At Kaatskill, it was more about New York’s growing up into wine, and how the market and the producers might be more able to work in tandem to support newer voices. I’ve taken to heart what Todd Cavallo has said about the Hudson as New York City’s Loire Valley, and how New York City’s markets can drive more interest in local wines as well as the boon of domestic wines at large. Land kept coming up as the most important resource after labor, whether you’re preserving it in direct means like Floral Terranes, or honoring it in ways like Bloomer Creek; our agricultural future was just as much at stake.

 

  1. You’re currently halfway through a month of celebrating German rieslings specifically at your restaurant, which is awesome. Do you have a preference when it comes to dry, off-dry, or sweet styles with savory food?

Personally, I love off-dry and medium styles of Riesling especially with our cuisine at the restaurant, which is very traditionally Chinese. Don’t get me wrong though – I will never turn away a glass of bone dry Riesling with quite literally anything. Just the other night I was drinking some of Jochen Beurer’s Rieslings (his cuvées called Nothing and Kieselsandstein) with some fried chicken and French fries. Some things are just made for each other.

The rest of it falls on personal preference. I quite like spicy food, so I aim for higher acid, racier wines to boost the heat, and to send the chilli spice into a different, fruity and floral direction. For cheese, nothing beats auslese-style wines. The beauty of Riesling is that in all of these scenarios you can probably swap one style for another and still be very, very happy.

 

  1. Certainly we live in a competitive wine world when it comes to placements, especially in New York City. What advice might you have for New York wineries on the subject of marketing and selling their wines?   

If you’re excited about your wine, I’m excited about your wine. You might be tempted to succumb to trend, but please, don’t let a movie ruin what you’re planting (though I doubt there’ll be a remake of Sideways where they talk about how they don’t want to drink Cab Franc). Embrace your experimental side as well as your traditional side.

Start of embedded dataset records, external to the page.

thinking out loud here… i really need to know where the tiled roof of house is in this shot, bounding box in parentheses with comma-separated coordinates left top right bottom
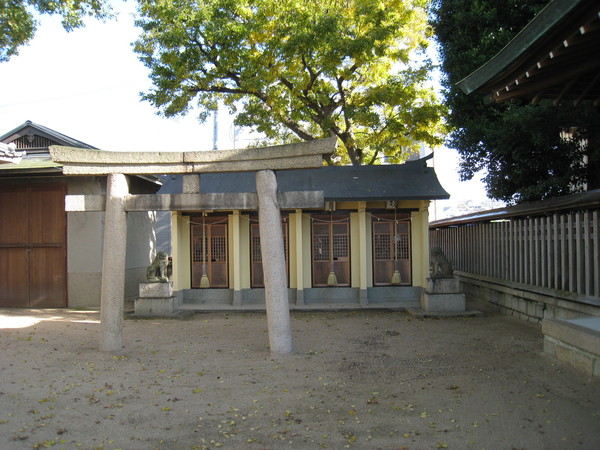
(0, 120, 97, 150)
(0, 121, 92, 174)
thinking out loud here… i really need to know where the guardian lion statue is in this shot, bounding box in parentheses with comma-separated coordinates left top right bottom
(146, 251, 172, 283)
(429, 246, 454, 279)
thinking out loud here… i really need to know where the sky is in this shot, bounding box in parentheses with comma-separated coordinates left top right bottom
(0, 1, 499, 219)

New York is in such a good position to differentiate itself from other domestic wines because of its many strengths: first, we can consider that we are still in somewhat an exploratory phase when it comes to finding out what works where, but for those with established vineyards and sites, continue to wax rhapsodic about why we should be paying attention to your Riesling and your Cab Franc and your Merlot; second, we can celebrate our use of university and hybrid varieties (I’m looking at you, Traminette, Cayuga, Seyval Blanc, Delaware, et al!) by championing not just their responsible use but by continually improving these wine products as statements of the future of our terroir; third, your presence in the market drives curiosity for our region: if there is a Riesling from New York that I think can have a good conversation with the other Rieslings on my list, I will put it there, I will talk about it, I will tell guests from far-flung and near-flung places that these wines are worth your attention and your money, but please, it warrants your existing.

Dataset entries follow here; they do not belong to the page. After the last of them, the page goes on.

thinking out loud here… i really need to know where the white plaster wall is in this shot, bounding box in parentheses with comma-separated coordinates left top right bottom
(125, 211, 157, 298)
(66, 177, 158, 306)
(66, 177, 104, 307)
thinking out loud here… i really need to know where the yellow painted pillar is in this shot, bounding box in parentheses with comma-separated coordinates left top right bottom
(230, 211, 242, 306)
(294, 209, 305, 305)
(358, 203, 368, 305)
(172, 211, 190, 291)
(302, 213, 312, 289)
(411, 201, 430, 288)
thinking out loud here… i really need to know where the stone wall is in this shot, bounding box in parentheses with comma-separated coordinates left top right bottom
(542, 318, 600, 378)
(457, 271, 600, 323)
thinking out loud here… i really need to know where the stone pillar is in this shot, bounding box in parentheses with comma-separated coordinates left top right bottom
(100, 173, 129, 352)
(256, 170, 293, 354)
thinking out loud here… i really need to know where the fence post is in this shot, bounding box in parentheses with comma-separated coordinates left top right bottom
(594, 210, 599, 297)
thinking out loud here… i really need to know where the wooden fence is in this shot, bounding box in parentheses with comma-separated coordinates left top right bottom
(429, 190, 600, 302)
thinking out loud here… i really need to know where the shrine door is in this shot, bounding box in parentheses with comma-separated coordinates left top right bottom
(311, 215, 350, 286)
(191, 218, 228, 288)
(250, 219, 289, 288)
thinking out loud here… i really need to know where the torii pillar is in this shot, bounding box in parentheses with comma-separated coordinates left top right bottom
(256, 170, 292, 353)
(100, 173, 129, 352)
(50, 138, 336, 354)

I’ve spoken to a lot of people about “sustainability” and what that means to them. It’s important to me that every move you make as a producer is something I can defend as a sommelier as well. Do you manage your land responsibly? Are you being thoughtful about how you spray, if you spray? Can you manage to pay your laborers a fair wage, or offer them healthcare? What is driving you to make wine? Responsibility comes in all sorts of philosophies, and somms usually have a good nose for those whose answers align with our values.

At the end of the day, if your wine is from New York and it is good and you believe in every step you’ve taken to make it, the somms of the city’s restaurants would love to see it and taste it and potentially tell its story. If it can make it here, it can make it anywhere.